NEW YORK—In 2015, hotel spa department revenue grew at a faster pace compared to other sources of hotel revenue. According to CBRE Hotels’ Americas Research’s recently released 2016 edition of Trends in the Hotel Spa Industry, U.S. hotel spa departments were able to increase their revenue by 5.6% from 2014 to 2015.

This compares favorably to a 3.3% rise in rooms revenue for the properties in the survey sample, and a 5.5% increase in total hotel revenue. This is the first time since the 2007 edition of the publication that spa revenue growth surpassed rooms revenue growth, according to the study.

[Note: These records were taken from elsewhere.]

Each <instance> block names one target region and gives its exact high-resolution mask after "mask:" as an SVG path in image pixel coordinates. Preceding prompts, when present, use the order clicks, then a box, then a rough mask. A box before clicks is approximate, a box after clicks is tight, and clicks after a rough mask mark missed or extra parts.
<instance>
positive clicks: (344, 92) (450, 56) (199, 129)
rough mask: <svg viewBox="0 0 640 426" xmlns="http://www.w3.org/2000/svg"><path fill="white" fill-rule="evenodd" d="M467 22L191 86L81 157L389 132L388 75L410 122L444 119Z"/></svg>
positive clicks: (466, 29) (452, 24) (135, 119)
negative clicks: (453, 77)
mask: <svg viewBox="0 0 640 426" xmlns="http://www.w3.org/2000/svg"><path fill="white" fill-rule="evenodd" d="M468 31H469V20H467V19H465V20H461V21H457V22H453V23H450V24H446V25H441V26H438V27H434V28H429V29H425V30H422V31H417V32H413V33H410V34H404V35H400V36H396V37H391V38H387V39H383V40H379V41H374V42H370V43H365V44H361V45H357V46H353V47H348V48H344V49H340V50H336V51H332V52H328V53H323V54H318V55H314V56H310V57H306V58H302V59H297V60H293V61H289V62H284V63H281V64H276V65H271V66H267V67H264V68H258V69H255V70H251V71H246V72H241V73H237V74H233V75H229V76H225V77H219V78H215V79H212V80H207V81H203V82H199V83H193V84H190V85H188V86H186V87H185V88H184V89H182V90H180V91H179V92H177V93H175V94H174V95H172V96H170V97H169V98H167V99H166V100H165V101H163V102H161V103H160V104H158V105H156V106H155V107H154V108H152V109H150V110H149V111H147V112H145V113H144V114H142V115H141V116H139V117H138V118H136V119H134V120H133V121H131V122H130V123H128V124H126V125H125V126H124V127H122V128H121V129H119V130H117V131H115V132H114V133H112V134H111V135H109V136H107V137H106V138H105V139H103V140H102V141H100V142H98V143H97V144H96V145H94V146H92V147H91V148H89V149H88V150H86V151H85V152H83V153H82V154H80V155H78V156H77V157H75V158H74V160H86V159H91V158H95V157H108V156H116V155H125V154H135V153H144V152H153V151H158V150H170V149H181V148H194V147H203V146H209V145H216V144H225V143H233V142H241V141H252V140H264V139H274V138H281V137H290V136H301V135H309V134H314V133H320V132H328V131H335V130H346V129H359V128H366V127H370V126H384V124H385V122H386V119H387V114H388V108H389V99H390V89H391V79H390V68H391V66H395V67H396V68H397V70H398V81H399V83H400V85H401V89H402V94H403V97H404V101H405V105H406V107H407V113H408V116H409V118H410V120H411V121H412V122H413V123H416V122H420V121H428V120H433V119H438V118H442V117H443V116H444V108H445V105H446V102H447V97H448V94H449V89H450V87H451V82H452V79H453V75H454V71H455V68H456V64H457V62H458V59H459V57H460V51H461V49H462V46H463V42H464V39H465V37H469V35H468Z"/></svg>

“CBRE Hotels’ Americas Research is projecting modest gains in rooms revenue for the next few years as the U.S. lodging industry operates at the top of the business cycle,” said Mark VanStekelenburg, managing director of the CBRE Hotels practice in New York. “Therefore, hotel operators will need to look at other operated departments, like the spa, in order to accelerate the growth of total hotel revenue. Health and wellness is becoming an increasingly important component of everyday life. Though historically considered as an exclusively high-end hotel amenity, the integration of health and travel is now expected at almost all hotels.”

In 2015, spa revenue grew more robustly than total hotel revenue at both urban and resort hotels, as well as hotels with more than $1 million in spa revenue. Spa operations with less than $1 million in sales were the only properties where spa revenue growth lagged behind the increase in total hotel revenues.

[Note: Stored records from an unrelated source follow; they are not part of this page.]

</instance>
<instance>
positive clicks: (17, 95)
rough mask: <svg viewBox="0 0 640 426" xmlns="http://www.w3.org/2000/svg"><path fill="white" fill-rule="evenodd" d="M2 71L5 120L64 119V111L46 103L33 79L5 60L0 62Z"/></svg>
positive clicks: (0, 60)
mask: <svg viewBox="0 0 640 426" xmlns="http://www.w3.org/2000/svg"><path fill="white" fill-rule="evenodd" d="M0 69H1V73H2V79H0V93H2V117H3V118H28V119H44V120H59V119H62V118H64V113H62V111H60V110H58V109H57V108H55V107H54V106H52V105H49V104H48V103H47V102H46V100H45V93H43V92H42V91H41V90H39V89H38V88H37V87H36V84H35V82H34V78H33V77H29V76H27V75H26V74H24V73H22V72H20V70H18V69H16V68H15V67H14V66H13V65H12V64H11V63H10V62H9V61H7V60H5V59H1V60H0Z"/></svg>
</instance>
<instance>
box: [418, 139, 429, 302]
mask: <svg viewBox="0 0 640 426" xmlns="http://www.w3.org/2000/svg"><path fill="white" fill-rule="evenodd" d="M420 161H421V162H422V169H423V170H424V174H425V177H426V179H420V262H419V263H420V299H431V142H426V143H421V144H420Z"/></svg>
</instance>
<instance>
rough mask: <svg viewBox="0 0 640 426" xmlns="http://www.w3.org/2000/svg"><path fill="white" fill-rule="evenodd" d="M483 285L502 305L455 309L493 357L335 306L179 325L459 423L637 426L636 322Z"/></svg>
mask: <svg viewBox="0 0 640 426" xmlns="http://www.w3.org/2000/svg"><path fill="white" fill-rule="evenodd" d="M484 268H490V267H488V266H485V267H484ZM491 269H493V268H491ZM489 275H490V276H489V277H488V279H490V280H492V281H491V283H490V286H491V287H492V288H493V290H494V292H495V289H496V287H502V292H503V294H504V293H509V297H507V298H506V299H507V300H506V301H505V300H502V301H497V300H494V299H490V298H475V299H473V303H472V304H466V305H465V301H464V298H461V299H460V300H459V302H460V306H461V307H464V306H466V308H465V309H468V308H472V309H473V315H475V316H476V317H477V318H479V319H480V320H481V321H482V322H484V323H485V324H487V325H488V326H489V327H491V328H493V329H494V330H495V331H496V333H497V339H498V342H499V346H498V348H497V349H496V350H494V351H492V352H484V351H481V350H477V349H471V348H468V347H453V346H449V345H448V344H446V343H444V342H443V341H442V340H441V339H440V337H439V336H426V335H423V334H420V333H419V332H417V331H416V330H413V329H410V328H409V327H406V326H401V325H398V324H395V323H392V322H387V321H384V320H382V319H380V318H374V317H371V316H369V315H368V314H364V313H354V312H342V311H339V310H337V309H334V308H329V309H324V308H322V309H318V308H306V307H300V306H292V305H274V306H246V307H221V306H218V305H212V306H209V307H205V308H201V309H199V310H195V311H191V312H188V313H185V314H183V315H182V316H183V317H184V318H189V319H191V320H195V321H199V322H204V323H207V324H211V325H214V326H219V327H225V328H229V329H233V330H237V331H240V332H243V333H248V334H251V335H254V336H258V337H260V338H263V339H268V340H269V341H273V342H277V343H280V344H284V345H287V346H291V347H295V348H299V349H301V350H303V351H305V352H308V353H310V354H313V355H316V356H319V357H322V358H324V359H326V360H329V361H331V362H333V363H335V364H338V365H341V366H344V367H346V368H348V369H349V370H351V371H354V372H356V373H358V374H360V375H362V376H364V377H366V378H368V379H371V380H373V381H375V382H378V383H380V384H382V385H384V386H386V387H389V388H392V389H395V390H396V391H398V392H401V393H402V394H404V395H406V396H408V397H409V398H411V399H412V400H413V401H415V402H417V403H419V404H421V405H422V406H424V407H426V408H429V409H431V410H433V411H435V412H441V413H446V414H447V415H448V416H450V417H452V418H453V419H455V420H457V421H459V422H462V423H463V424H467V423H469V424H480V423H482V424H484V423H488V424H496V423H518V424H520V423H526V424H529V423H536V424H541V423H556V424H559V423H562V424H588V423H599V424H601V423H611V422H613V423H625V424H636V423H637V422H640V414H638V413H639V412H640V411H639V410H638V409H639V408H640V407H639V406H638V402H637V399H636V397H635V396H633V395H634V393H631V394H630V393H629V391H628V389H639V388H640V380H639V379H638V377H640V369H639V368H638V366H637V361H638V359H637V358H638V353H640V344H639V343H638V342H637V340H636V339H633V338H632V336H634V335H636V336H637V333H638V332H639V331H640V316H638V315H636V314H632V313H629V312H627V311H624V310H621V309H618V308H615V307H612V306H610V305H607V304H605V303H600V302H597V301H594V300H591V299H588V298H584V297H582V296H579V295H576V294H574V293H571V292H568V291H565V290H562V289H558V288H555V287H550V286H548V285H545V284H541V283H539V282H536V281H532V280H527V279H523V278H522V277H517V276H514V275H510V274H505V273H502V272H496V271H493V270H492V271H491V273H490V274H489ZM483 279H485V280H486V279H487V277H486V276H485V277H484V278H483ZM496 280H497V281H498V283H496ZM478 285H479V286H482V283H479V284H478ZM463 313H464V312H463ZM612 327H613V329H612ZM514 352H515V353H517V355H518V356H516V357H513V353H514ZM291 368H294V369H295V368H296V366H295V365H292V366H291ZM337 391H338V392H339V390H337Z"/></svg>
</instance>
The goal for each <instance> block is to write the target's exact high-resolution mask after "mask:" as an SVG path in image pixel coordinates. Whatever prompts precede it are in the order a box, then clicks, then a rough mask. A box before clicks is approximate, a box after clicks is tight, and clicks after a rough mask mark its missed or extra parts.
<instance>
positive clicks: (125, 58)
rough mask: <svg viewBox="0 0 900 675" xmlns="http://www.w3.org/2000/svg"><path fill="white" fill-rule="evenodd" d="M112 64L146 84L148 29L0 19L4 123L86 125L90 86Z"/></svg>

CBRE Hotels has surveyed the profitability of U.S. hotel spa performance for 10 years. The annual review compiles revenue and expense items within spas operated by U.S. hotels. Not included in the survey are hotel spa operations that are leased to an outside party, day spas or destination spa properties.

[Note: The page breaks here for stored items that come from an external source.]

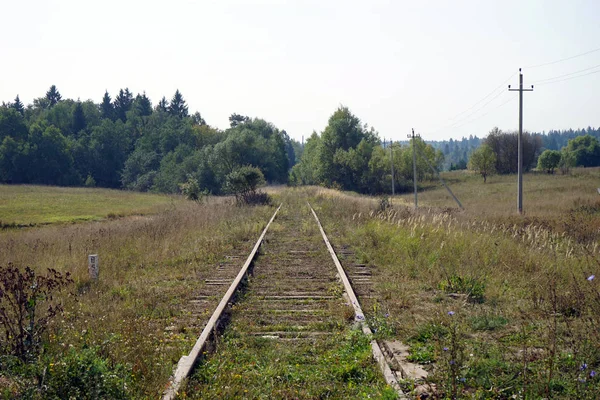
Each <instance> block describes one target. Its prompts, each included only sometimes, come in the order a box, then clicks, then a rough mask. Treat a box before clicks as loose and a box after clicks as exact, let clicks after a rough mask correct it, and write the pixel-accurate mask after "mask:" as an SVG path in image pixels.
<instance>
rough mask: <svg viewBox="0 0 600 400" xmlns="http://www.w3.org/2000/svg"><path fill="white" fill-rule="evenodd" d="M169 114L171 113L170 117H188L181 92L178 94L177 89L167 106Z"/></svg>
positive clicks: (184, 100)
mask: <svg viewBox="0 0 600 400" xmlns="http://www.w3.org/2000/svg"><path fill="white" fill-rule="evenodd" d="M169 112H170V113H171V115H174V116H177V117H180V118H183V117H187V116H188V108H187V105H186V104H185V100H184V99H183V96H182V95H181V92H179V89H177V91H176V92H175V94H174V95H173V98H172V99H171V104H169Z"/></svg>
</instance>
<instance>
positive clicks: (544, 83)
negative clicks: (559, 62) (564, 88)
mask: <svg viewBox="0 0 600 400" xmlns="http://www.w3.org/2000/svg"><path fill="white" fill-rule="evenodd" d="M598 72H600V69H599V70H596V71H592V72H588V73H587V74H582V75H577V76H572V77H570V78H564V79H559V80H557V81H552V82H543V83H540V84H539V85H538V86H543V85H550V84H552V83H558V82H564V81H569V80H571V79H575V78H581V77H583V76H587V75H592V74H597V73H598Z"/></svg>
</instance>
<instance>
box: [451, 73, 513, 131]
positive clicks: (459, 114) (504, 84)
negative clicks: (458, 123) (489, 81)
mask: <svg viewBox="0 0 600 400" xmlns="http://www.w3.org/2000/svg"><path fill="white" fill-rule="evenodd" d="M516 74H517V73H516V72H513V73H512V74H511V75H510V76H509V77H508V78H507V79H506V80H505V81H504V82H502V83H501V84H500V85H498V86H497V87H496V88H495V89H494V90H492V91H491V92H490V93H488V94H487V95H486V96H485V97H483V98H482V99H480V100H479V101H477V103H475V104H473V105H472V106H471V107H469V108H467V109H466V110H464V111H462V112H460V113H458V114H456V115H455V116H454V117H452V118H450V120H454V119H456V118H458V117H459V116H460V115H462V114H464V113H466V112H468V111H471V110H472V109H473V108H475V107H476V106H477V105H479V104H480V103H481V102H482V101H484V100H485V99H487V98H488V97H490V96H491V95H492V94H494V93H496V91H497V90H498V89H500V88H501V87H502V86H504V85H505V84H506V83H507V82H508V81H510V80H511V79H512V78H513V76H515V75H516Z"/></svg>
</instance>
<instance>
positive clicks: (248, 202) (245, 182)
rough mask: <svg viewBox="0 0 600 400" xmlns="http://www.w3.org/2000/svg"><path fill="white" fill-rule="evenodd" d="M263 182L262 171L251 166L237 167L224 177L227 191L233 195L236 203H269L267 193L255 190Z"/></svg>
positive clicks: (269, 198) (263, 181)
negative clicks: (233, 170) (235, 200)
mask: <svg viewBox="0 0 600 400" xmlns="http://www.w3.org/2000/svg"><path fill="white" fill-rule="evenodd" d="M264 184H265V177H264V175H263V173H262V172H261V170H260V169H258V168H256V167H252V166H245V167H241V168H238V169H237V170H235V171H233V172H231V173H230V174H229V175H227V177H226V179H225V188H226V190H227V192H229V193H231V194H234V195H235V199H236V201H237V203H238V204H269V203H270V197H269V195H268V194H266V193H264V192H260V191H257V189H258V187H259V186H261V185H264Z"/></svg>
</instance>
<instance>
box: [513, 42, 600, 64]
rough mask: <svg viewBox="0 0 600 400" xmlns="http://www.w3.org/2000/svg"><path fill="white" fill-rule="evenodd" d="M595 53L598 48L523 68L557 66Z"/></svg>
mask: <svg viewBox="0 0 600 400" xmlns="http://www.w3.org/2000/svg"><path fill="white" fill-rule="evenodd" d="M597 51H600V47H598V48H597V49H594V50H590V51H586V52H585V53H580V54H577V55H574V56H571V57H566V58H561V59H560V60H556V61H551V62H547V63H543V64H537V65H531V66H529V67H525V68H527V69H531V68H539V67H545V66H546V65H552V64H558V63H559V62H563V61H568V60H572V59H574V58H577V57H582V56H585V55H588V54H591V53H595V52H597Z"/></svg>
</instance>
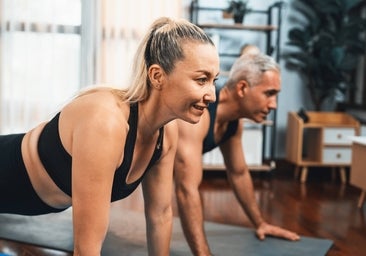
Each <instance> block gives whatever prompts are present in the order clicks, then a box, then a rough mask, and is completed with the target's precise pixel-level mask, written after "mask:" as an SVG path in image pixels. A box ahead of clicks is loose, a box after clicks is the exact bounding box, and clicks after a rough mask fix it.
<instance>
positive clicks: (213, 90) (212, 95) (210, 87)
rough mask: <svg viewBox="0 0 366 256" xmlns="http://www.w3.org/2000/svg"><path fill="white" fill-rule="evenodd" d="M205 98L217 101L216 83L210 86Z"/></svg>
mask: <svg viewBox="0 0 366 256" xmlns="http://www.w3.org/2000/svg"><path fill="white" fill-rule="evenodd" d="M204 100H205V101H208V102H210V103H212V102H215V101H216V87H215V86H214V85H212V86H210V87H209V89H208V91H207V93H206V94H205V96H204Z"/></svg>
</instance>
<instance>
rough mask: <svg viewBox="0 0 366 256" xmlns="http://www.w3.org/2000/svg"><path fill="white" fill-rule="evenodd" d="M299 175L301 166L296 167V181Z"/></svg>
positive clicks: (294, 173) (294, 176) (294, 174)
mask: <svg viewBox="0 0 366 256" xmlns="http://www.w3.org/2000/svg"><path fill="white" fill-rule="evenodd" d="M299 173H300V166H296V167H295V172H294V178H295V180H297V179H298V178H299Z"/></svg>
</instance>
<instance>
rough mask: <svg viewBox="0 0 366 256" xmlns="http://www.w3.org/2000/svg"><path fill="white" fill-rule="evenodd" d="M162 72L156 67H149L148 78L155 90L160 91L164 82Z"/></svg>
mask: <svg viewBox="0 0 366 256" xmlns="http://www.w3.org/2000/svg"><path fill="white" fill-rule="evenodd" d="M164 75H165V73H164V71H163V69H162V68H161V67H160V66H159V65H157V64H153V65H151V66H150V67H149V70H148V76H149V79H150V83H151V86H152V87H154V88H155V89H158V90H160V89H161V87H162V84H163V81H164Z"/></svg>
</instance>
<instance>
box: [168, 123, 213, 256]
mask: <svg viewBox="0 0 366 256" xmlns="http://www.w3.org/2000/svg"><path fill="white" fill-rule="evenodd" d="M202 118H203V120H201V121H200V123H198V124H194V125H192V124H189V123H186V122H183V121H178V123H179V125H178V126H179V142H178V149H177V154H176V158H175V162H174V180H175V190H176V196H177V204H178V210H179V215H180V220H181V224H182V229H183V232H184V235H185V237H186V240H187V242H188V244H189V247H190V248H191V251H192V253H193V255H211V253H210V249H209V246H208V243H207V240H206V236H205V231H204V226H203V209H202V202H201V197H200V193H199V189H198V188H199V185H200V183H201V181H202V172H203V170H202V142H203V138H204V136H205V133H206V131H207V129H208V127H207V118H208V116H206V117H205V116H203V117H202Z"/></svg>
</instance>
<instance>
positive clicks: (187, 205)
mask: <svg viewBox="0 0 366 256" xmlns="http://www.w3.org/2000/svg"><path fill="white" fill-rule="evenodd" d="M280 89H281V81H280V69H279V66H278V64H277V63H276V62H275V61H274V60H273V58H271V57H269V56H267V55H264V54H262V53H254V54H253V53H244V54H243V55H242V56H241V57H240V58H239V59H238V60H237V61H236V62H235V63H234V65H233V66H232V68H231V71H230V74H229V77H228V81H227V82H226V83H225V85H224V86H223V87H222V88H221V89H217V92H216V97H217V99H216V102H215V103H213V104H210V106H209V108H208V110H207V111H206V112H205V114H204V115H203V116H202V118H201V120H200V122H199V123H198V124H194V125H192V124H189V123H186V122H181V121H179V143H178V150H177V155H176V159H175V163H174V178H175V188H176V196H177V203H178V210H179V214H180V218H181V223H182V228H183V231H184V234H185V237H186V239H187V241H188V244H189V246H190V248H191V251H192V253H193V254H194V255H200V256H201V255H211V251H210V249H209V246H208V243H207V239H206V236H205V232H204V227H203V209H202V203H201V198H200V194H199V190H198V188H199V185H200V183H201V181H202V173H203V170H202V153H205V152H207V151H210V150H211V149H213V148H215V147H217V146H219V147H220V150H221V152H222V155H223V157H224V162H225V167H226V171H227V177H228V180H229V182H230V184H231V185H232V188H233V190H234V193H235V196H236V198H237V200H238V201H239V203H240V205H241V207H242V208H243V210H244V211H245V212H246V213H247V215H248V217H249V218H250V220H251V221H252V223H253V225H254V226H255V228H256V235H257V237H258V238H259V239H261V240H263V239H264V238H265V236H266V235H271V236H277V237H282V238H285V239H289V240H293V241H295V240H298V239H299V236H298V235H297V234H296V233H293V232H291V231H288V230H285V229H282V228H280V227H277V226H274V225H270V224H268V223H267V222H266V221H265V220H264V219H263V217H262V215H261V213H260V210H259V207H258V205H257V202H256V200H255V196H254V190H253V183H252V180H251V176H250V173H249V169H248V166H247V164H246V162H245V158H244V153H243V149H242V144H241V136H242V127H243V120H242V118H249V119H252V120H254V121H255V122H262V121H263V120H265V119H266V116H267V115H268V114H269V112H270V111H271V110H272V109H275V108H276V107H277V103H276V98H277V94H278V93H279V91H280Z"/></svg>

While hotel spa revenue is showing relatively strong growth, hotel spa department profits are increasing at an even greater pace. In 2015, hotel spa department managers were able to convert the 5.6% increase in revenue into a 17.7% boost in department profits, according to the study. In accordance with the Uniform System of Accounts for the Lodging Industry, department profits are calculated before the deduction of undistributed and fixed operating expenses.

Spa managers were able to achieve such strong gains in profits because they controlled their expenses, according to the study. From 2014 to 2015, the combination of cost of goods sold, labor costs and other operating expense increased by just 2.1%.

“Labor costs comprise approximately three quarters of operating expenses for a hotel spa. Given the surge in hotel labor costs that we have seen in recent years, spa managers should be commended for achieving such strong flow-through within their departments. In fact, it was a reduction in other operating expenses that offset the 5.8% increase in labor costs and allowed hotel spa departments to achieve the strong growth in profits,” said VanStekelenburg. “Because of scheduling challenges, spa department managers always have relied heavily on contracted employees. Now, in an effort to control labor expenses, we are starting to see other department managers increase their use of contract and leased employees to stem this rising cost within their departments.”